When beginning to speak in front of audiences, Gloria suffered debilitating stage fright. She partnered with another speaker and friend in order to overcome this, and learned other ways to combat her anxiety:

 

“Since we had been successful one on one, Dorothy suggested we speak to audiences as a team. Then we could each talk about our different but parallel experiences, and she could take over if I froze or flagged. Right away we discovered that a white woman and a black woman speaking together attracted far more diverse audiences than either one of us would have done on our own. I also found that if I confessed my fear of public speaking, audiences were not only tolerant but sympathetic. Public opinion polls showed that many people fear public speaking even more than death. I had company.”

 

Eventually, Gloria became comfortable in front of audiences.

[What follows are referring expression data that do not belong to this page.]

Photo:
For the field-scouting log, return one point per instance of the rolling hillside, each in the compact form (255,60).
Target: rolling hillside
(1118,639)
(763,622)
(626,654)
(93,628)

She continued to speak (and still does) at college campuses, which only affirmed her view of the importance of speaking to an audience face-to-face:

 

“If there is one thing that these campus visits have affirmed for me, it’s that the miraculous but impersonal Internet is not enough. As in the abolitionist and suffragist era, when there were only six hundred or so colleges with a hundred students each—and itinerant organizers like the Grimké sisters, Frederick Douglass, and Sojourner Truth traveled to speak in town halls, granges, churches, and campgrounds—nothing can replace being in the same space.”

 

Clearly, Gloria’s years on the road taught her many lessons about the most powerful and effective forms of communication. I’ll end with a quote that sums up all of this communication wisdom:

 

“If you want people to listen to you, you have to listen to them. If you hope people will change how they live, you have to know how they live. If you want people to see you, you have to sit down with them eye-to-eye.”